# Legal Question



## klp010102

I just recently started coding for a small family practice clinic in a small farm town.   I have noticed that they try to help out their patients by doing such as performing a pap and documenting a preventative visit but only charging for a 99212.   When I ask why, I was told "patient doesnt have wellness coverage and their deductible is very high so only charge 99212."    

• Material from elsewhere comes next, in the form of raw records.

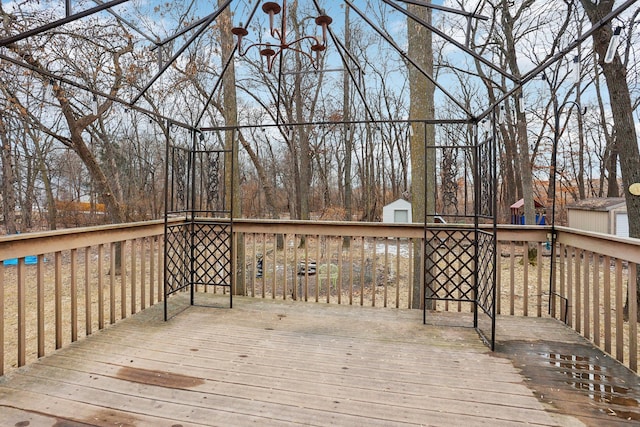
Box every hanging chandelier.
[231,0,333,72]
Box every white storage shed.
[382,199,413,223]
[567,197,629,237]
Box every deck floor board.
[0,295,636,426]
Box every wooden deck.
[0,295,640,427]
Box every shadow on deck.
[0,294,640,427]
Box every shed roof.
[511,199,544,209]
[567,197,626,212]
[383,199,411,209]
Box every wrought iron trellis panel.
[165,131,233,319]
[423,129,496,349]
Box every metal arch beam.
[0,0,129,46]
[129,0,232,105]
[382,0,520,82]
[344,0,474,118]
[398,0,489,21]
[0,53,191,129]
[478,0,637,120]
[194,2,260,128]
[313,0,374,121]
[93,0,162,44]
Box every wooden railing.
[0,221,164,376]
[497,226,640,372]
[0,220,640,375]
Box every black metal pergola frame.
[0,0,635,347]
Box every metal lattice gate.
[164,132,233,320]
[423,128,497,350]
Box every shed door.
[616,213,629,237]
[393,209,409,222]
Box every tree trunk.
[581,0,640,320]
[0,114,18,234]
[407,4,436,308]
[342,4,353,248]
[218,0,245,295]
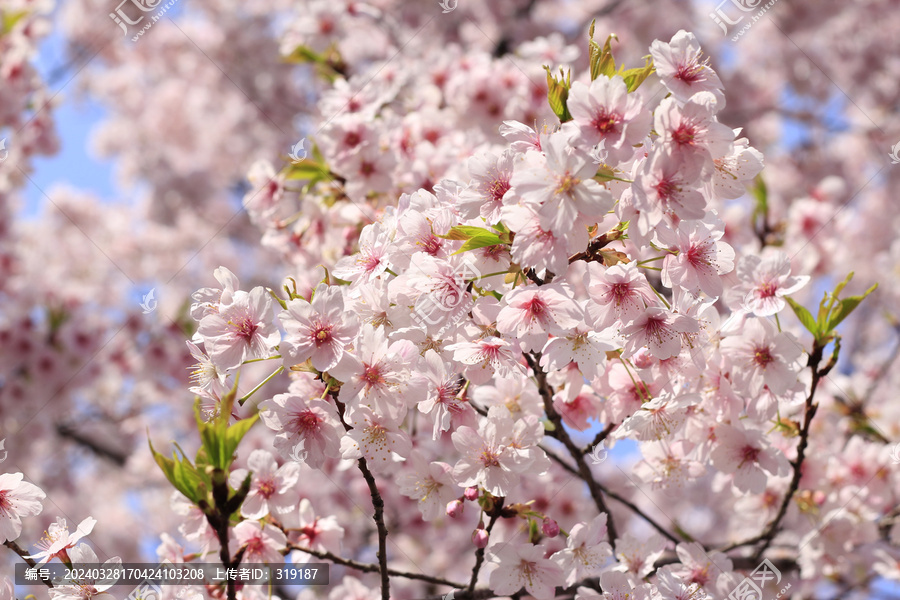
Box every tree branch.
[468,506,500,594]
[330,390,391,600]
[288,542,465,589]
[524,352,617,541]
[721,341,834,562]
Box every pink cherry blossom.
[197,287,281,370]
[585,262,658,329]
[710,423,790,494]
[568,75,650,164]
[650,29,725,106]
[510,132,614,235]
[488,544,562,600]
[29,517,97,564]
[398,451,459,521]
[285,498,344,563]
[260,390,344,469]
[622,306,700,360]
[654,91,734,163]
[735,252,809,317]
[279,283,358,371]
[341,405,412,471]
[229,521,287,565]
[0,473,44,542]
[550,514,612,586]
[657,222,734,297]
[721,318,803,398]
[497,284,582,350]
[228,450,300,519]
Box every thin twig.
[468,511,497,594]
[330,390,391,600]
[524,352,617,540]
[288,543,465,589]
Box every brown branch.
[284,544,464,589]
[541,446,688,544]
[3,540,53,588]
[524,352,617,540]
[330,396,391,600]
[581,423,616,454]
[569,229,624,264]
[467,510,503,594]
[721,340,839,562]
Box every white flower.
[488,544,563,600]
[228,450,300,519]
[0,473,44,542]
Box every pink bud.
[541,517,559,537]
[472,529,488,548]
[631,348,654,369]
[447,500,466,519]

I cant help but think this isnt really legal.   I dont think they realize that it maybe illegal.  They just see it as helping out someone.    

Can someone tell me if this is legal?


----------



## mitchellde

It is downcoding and is not a good thing to do.  They consider that a false claim submitted and there is a federal staute for that.  You may not represent to the carrier a service that was not performed.  Tell you physician that he can however barter for the patient owed amount.  A farm community should have plenty of fresh veges to barter with and some eggs, it is possible he may never need to go grocery shopping again!  But seriously barter is a legal mechanism as long as fair market value it assigned to the goods or services (ie no $100 eggs)


----------



## klp010102

Thanks.   I think I will spend the weekend finding documentation to show to the providers that this is not a great idea no matter how much they want to help the patients.   

If they were to be audited it would be really bad.


----------



## pkidd

*Legal question -*

Hi KP,
No, we're not allowed to 'not bill' for services rendered/documented.
It's called under-coding and the rule is in the Federal False Claims Act.  It is considered fraud by the feds.  Under-coding is considered an incentive to patients to frequent the practice (yeah, I know!).  The False Claims Act also covers over-coding, unbundling, waiving co-pays ...
I'd bet that the law is more fully described in the Federal Register/OIG (office of the inspector general).  
You can remind your docs that we'll be seeing more and more recovery audits and the audits are being performed by private companies, who typically are base paid + incentive paid based on the amount of $$ they "recover"!
Hope this is helpful 
Pat

Michelle, the bartering idea is fabulous!


----------



## mitchellde

I am a firm believer in barter, I feel we should value the skills in those in our community more than the money.  It is a way of making unemployed people feel useful and eliminates handouts which I am firmly against.  I had a business in our community and I used the barter system all the time.  I have a new roof on my house, original artwork on my walls that is fabulous, a freezer full of meat, and my car runs great!


----------



## coachlang3

remember one coding rule,  if it is not documented it didn't happen......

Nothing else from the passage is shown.